Along with questions such as these, I am also evaluating the notebooks from a wireless standpoint. Are they designed in such a way that wireless operation will not interfere with or degrade performance? I expect to have the results for the August issue. Stand by!

Local News

The next Wireless Data University will be held on Sunday, October 15, 2000, the day before CTIA’s Wireless IT show in Santa Clara (San Jose), and our second

Summit 4Mobility will be held February 25-27, 2001 in Phoenix. The Summit 4Mobility is a senior executive-level, invitational event, and Forbes will again be our co-host. Lucent is the first major sponsor to sign on, and we will be announcing others next month. If you are interested in attending or becoming a sponsor, please visit www.outlook4mobility.com for more information.

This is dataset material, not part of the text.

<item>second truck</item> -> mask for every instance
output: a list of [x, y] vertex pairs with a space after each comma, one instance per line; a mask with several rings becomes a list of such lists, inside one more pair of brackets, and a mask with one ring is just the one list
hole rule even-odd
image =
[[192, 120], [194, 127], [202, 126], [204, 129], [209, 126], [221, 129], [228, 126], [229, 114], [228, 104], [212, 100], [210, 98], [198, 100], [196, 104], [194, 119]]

The Tenth Annual Wireless Dinner at Comdex/Fall is coming up in November. We have additional sponsors and will be sending out invitations toward the end of September. Ten Years! In this time, we have grown from 1 sponsor to 15, and from 8 guests to more than 350 guests who are movers and shakers in the wireless world. It will be a fun event, and I can’t wait to see what goodies our sponsors will give out this year.

Winding Down

Back up your files, watch out for wireless viruses and, above all, see if you can convince just one WAP developer to set aside the web browsing concept and work on making life simpler for people who want to retrieve information they need from the web no matter where they are or what they are doing.